1

Let us assume we have two continuous random variables X1 and X2 and the correlation coefficient rho.

The first question is about the following assumptions: If we know that the marginals of each RV are a normal distribution and we also know that the correlation coefficient is rho can we conclude that the joint density function is the bivariate normal density function?

The second question is the reverse of the first one: if we assume that the joint density function of X1 and X2 is the bivariate normal density function with some coefficient rho then can we conclude that the marginals of X1 and X2 are normal distributions?

Thanks, Bogdan.

Bogdan
  • 33
  • No. And yes. // Which texts are your references on gaussian random variables? – Did Mar 19 '13 at 08:40
  • What do you mean by this question ? – Bogdan Mar 19 '13 at 08:54
  • The question is clear, let me repeat it: your post mentions bivariate normal densities, which texts are your references on this subject? This piece of information could help to understand why you have a problem at all with the second question (note the two answers already posted, basically saying they do not see the problem you have with (2)). – Did Mar 19 '13 at 12:01

2 Answers2

1

Short answer: (1) No, (2) Yes (refer to Wikipedia: Multivariate normal distribution)

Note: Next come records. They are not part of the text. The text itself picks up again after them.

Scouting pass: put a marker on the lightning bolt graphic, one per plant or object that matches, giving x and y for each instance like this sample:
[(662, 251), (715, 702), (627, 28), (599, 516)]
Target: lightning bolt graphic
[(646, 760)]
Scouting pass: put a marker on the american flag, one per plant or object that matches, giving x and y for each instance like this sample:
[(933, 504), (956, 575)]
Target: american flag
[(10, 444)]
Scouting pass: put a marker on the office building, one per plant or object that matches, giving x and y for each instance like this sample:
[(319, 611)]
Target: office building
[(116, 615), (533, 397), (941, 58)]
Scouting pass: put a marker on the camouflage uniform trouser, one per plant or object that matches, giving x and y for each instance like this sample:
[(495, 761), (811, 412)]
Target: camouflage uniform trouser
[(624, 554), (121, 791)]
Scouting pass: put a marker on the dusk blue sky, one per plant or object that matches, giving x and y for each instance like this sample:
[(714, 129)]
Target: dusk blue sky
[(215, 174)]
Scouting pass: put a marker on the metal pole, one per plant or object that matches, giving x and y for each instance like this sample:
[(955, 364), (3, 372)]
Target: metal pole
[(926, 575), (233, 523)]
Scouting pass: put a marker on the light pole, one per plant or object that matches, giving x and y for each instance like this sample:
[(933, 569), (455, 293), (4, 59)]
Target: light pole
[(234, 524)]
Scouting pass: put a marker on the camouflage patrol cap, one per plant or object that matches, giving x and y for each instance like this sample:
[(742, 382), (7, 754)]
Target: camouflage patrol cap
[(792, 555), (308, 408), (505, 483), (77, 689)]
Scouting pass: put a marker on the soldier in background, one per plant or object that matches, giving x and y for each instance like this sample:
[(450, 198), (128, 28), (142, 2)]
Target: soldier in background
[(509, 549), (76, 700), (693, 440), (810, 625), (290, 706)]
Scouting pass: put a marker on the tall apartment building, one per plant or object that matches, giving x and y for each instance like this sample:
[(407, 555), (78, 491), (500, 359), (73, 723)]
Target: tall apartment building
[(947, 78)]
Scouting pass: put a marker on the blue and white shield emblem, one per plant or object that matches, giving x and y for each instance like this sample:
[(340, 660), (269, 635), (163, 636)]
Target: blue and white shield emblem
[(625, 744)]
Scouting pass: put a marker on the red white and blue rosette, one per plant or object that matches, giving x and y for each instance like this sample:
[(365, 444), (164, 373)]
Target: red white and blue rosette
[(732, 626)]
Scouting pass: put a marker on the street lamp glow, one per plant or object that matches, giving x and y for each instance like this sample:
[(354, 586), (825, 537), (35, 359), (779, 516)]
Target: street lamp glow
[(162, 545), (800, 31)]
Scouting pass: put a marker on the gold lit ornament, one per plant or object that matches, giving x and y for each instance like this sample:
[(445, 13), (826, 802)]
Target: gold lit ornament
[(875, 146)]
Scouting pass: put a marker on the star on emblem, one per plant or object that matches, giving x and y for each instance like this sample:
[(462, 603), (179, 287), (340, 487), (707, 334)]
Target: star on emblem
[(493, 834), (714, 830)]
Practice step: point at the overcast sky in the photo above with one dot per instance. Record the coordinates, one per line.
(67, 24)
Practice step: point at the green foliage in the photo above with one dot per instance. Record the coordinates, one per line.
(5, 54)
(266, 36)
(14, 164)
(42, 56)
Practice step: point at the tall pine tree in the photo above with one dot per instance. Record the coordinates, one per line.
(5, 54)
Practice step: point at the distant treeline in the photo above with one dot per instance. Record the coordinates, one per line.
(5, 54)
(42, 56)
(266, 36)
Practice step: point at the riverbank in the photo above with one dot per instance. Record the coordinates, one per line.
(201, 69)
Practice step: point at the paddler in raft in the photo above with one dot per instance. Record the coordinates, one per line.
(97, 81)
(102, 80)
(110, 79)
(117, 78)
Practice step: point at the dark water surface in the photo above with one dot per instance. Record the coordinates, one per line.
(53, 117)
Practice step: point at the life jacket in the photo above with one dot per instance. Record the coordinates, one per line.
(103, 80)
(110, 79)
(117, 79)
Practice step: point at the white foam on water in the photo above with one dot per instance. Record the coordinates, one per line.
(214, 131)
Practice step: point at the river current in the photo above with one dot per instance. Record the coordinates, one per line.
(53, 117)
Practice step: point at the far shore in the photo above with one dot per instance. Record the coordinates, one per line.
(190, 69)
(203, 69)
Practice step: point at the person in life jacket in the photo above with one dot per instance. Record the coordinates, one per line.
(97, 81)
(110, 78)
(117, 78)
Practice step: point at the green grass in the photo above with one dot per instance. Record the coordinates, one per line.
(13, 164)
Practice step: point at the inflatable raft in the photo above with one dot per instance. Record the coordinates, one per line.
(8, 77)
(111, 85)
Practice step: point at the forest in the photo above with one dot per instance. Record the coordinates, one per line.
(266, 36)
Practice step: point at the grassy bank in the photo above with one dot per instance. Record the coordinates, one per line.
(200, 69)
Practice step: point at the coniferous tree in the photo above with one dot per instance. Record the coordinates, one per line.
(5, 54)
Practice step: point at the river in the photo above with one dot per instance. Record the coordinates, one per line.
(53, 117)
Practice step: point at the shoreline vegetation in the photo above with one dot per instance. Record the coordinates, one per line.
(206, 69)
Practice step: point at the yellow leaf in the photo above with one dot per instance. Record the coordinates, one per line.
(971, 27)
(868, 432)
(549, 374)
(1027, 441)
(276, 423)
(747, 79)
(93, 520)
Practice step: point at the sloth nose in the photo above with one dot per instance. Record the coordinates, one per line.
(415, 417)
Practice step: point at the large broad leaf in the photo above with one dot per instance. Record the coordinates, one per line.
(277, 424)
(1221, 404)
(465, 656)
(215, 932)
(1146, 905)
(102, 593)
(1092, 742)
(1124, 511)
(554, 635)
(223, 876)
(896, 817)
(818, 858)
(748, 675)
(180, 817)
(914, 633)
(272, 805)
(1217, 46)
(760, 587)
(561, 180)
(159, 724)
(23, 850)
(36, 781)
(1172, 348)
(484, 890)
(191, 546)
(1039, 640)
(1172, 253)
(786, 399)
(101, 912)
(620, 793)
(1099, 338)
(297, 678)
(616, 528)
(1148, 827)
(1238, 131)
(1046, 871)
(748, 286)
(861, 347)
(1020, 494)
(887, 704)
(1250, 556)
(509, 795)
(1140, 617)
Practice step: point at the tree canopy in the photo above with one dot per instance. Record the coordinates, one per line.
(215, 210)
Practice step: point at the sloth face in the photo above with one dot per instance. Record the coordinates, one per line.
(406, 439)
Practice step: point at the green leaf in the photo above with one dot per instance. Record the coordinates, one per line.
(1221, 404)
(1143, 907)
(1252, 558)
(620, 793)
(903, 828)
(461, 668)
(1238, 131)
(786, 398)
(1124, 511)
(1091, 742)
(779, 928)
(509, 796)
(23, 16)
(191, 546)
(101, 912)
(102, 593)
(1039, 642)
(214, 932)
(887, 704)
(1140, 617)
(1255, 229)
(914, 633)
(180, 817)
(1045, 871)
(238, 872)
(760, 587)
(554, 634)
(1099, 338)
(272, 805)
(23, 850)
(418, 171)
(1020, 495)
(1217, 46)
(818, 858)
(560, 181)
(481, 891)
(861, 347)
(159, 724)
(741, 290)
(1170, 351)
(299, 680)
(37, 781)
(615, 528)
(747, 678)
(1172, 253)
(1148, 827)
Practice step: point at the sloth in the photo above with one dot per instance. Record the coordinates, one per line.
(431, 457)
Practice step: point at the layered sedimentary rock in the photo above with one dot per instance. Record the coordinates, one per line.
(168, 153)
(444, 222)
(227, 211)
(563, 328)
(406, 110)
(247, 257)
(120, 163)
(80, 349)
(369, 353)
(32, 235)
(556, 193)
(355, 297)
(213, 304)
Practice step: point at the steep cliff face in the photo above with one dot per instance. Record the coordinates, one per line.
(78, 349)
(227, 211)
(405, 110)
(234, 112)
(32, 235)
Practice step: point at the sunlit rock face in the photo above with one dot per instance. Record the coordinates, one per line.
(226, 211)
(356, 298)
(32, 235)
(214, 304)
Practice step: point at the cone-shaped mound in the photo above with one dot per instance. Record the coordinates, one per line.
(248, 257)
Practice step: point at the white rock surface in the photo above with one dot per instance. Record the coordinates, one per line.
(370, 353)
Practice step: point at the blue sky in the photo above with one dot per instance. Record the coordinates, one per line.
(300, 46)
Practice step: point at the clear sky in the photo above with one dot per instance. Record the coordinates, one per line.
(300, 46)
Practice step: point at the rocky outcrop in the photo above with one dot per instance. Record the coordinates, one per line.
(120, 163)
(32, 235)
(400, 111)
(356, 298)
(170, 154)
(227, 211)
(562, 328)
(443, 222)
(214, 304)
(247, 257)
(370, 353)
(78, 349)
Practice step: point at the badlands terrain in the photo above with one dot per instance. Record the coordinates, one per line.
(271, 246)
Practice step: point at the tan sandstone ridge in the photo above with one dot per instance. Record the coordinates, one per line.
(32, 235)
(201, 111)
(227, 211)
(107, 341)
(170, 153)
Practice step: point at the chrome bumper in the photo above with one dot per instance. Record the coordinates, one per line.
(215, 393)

For (1) all you need is a counterexample. There are many different possibilities. Say, suppose you already have a normal $X_1$. Then you flip a coin and if it lands head you take $X_2 = X_1$, whereas if it lands tails you take $X_2 = -X_1$. It's not hard to show that this $X_2$ is normal: all it does is randomly flips the sign of another normal random variable $X_1$. What about the join distribution? The pair $(X_1,X_2)$ takes values on two crossing lines $y=\pm x$ -- this is definitely not a bivariate normal! As for the correlation coefficient $\rho$, in this example it will be $0$ if the coin is fair. However if the coin is not fair, then the correlation can be anything from $1$ (if the coin lands only on head) to $-1$ (if it lands only tails). That is, picking a right coin will give you whatever coefficient $\rho$ you need.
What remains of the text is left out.